Up to 2.5 million people in the U.S. alone suffer from ME/CFS; the COVID-19 pandemic could at least double that number. An estimated 35 percent of Americans who had COVID-19 have failed to fully recover several months after infection, prompting many to call it “a potential second pandemic.”
OMF recognized a familiar health crisis emerging, one with eerie similarities to ME/CFS. This crisis presented a unique opportunity to understand how a viral infection — in this case COVID-19 — may develop into ME/CFS in some patients. The goal is to find targeted treatments for ME/CFS patients and ultimately prevent its onset in people infected with SARS-CoV-2 or other infections.
The federal government is only now investing in Post-COVID research, with no focus on its connection to ME/CFS. OMF has already engaged researchers for the largest-scale study of its kind, solely supported by private donors who have contributed over one million dollars to date.
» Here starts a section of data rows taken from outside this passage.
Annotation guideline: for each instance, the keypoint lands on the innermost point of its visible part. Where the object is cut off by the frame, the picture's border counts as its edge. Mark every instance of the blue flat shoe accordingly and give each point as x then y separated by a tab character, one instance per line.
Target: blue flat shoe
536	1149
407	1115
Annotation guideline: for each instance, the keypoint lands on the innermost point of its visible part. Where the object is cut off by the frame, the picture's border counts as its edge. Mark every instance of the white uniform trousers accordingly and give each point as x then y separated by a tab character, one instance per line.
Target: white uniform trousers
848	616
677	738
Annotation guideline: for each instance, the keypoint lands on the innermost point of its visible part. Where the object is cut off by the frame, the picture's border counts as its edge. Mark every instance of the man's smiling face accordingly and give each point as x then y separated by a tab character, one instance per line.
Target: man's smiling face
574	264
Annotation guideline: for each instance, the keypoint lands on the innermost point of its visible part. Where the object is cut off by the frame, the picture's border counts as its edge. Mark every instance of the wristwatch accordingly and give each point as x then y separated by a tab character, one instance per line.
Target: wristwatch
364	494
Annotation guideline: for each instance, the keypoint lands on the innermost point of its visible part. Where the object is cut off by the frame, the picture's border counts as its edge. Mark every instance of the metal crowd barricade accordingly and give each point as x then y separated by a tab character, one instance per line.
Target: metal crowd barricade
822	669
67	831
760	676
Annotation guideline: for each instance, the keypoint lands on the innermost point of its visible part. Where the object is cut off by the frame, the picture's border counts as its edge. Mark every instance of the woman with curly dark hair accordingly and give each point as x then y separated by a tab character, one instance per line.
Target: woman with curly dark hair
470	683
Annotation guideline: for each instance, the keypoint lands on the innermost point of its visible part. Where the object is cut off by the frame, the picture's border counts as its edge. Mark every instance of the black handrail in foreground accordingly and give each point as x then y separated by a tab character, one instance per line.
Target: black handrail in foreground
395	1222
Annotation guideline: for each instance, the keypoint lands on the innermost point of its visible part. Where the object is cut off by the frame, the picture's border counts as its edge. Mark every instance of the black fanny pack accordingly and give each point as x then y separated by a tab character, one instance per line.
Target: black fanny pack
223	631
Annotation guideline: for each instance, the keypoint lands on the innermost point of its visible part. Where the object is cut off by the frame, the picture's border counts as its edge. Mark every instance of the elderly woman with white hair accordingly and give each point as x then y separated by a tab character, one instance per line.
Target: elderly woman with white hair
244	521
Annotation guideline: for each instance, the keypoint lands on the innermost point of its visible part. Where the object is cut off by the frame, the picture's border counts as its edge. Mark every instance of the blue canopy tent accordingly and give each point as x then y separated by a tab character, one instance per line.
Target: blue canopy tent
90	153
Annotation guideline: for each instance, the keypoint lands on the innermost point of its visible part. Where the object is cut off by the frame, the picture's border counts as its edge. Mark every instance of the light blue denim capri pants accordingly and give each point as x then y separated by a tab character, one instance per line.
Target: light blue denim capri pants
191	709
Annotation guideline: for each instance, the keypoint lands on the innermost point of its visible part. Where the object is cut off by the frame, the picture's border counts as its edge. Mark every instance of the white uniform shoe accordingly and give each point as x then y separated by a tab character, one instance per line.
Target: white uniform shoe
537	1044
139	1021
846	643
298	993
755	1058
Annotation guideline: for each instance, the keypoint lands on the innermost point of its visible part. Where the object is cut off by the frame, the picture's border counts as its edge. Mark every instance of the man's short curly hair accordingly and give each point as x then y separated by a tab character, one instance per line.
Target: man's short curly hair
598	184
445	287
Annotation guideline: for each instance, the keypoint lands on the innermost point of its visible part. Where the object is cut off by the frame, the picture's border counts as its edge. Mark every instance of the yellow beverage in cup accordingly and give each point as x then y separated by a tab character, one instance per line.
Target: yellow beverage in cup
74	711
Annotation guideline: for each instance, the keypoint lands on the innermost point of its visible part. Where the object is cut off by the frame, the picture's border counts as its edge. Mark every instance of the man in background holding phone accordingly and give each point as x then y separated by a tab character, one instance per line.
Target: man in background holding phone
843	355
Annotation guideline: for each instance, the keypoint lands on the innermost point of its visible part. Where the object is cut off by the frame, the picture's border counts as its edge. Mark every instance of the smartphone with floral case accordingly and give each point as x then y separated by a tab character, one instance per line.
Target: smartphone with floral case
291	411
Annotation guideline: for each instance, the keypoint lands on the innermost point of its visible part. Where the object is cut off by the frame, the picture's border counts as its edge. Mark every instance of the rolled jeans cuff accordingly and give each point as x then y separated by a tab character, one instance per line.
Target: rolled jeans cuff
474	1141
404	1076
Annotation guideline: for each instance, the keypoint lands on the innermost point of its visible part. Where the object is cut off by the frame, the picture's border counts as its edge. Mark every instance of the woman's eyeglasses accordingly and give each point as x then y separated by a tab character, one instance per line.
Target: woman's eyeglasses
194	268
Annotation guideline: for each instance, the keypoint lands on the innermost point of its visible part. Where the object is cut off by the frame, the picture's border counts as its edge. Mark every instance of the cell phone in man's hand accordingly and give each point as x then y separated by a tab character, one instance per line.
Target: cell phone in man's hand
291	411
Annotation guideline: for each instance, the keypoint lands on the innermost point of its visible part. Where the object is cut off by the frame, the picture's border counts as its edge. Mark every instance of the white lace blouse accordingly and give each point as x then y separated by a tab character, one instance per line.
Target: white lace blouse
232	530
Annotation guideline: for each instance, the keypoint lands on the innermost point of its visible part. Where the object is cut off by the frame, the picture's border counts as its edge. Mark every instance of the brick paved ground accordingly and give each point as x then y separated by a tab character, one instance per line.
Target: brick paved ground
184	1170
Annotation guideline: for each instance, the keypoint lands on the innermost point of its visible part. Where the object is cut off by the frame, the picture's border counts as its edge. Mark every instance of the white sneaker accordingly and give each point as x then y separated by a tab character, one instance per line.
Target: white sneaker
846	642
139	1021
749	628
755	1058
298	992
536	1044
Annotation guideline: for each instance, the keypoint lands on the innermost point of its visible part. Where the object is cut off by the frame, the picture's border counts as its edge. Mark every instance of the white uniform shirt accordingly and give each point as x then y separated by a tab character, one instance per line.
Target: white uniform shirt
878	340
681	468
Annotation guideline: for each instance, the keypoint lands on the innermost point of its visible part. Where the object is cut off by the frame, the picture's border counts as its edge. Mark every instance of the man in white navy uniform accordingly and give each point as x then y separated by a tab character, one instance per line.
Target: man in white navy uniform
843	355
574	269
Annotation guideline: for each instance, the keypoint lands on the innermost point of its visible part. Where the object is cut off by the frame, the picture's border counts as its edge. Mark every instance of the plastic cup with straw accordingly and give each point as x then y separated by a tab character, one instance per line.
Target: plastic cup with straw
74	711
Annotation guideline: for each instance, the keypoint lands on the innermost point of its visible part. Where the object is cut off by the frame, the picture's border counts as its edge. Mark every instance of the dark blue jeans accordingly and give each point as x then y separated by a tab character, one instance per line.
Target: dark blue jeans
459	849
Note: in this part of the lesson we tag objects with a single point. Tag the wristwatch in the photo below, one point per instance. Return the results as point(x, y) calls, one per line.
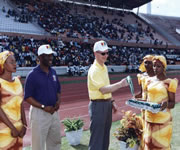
point(42, 106)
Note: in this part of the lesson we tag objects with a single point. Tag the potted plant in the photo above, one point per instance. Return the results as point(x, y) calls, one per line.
point(129, 133)
point(73, 130)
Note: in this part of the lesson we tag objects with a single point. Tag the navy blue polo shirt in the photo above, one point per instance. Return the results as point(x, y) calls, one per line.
point(42, 87)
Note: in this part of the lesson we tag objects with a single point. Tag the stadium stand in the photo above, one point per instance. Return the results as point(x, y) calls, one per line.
point(74, 29)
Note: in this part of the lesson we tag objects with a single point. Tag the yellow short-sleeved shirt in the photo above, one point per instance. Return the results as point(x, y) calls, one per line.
point(97, 78)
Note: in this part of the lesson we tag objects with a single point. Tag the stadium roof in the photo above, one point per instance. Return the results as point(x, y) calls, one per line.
point(123, 4)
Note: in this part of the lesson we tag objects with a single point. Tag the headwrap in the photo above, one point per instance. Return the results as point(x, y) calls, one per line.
point(3, 56)
point(142, 68)
point(162, 59)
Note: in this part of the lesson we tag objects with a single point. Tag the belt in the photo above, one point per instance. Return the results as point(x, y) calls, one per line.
point(100, 100)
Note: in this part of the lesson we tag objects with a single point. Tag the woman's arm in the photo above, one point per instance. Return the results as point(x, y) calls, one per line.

When fully funded, the five million dollar, three-year study will be conducted across the globe at OMF funded Collaborative Research Centers, led by some of the world’s top researchers and ME/CFS experts.
BACKGROUND
In a significant percentage of patients, infections preceded their development of ME/CFS. For example, according to the CDC about one in ten infected with Epstein-Barr virus, Ross River virus, or Coxiella burnetti develop symptoms that meet the criteria for ME/CFS.
THE STUDY
The ability to follow the development of ME/CFS from a known viral infection is unprecedented to date and crucial to researchers’ understanding of the disease. The focus of this study is to find the biological differences between persons returning to good health after COVID-19 and persons who remained ill more than six months after infection and developed ME/CFS. Understanding these alterations in key pathways can lead to groundbreaking discoveries including new biomarkers, drug targets, and prevention and treatment strategies.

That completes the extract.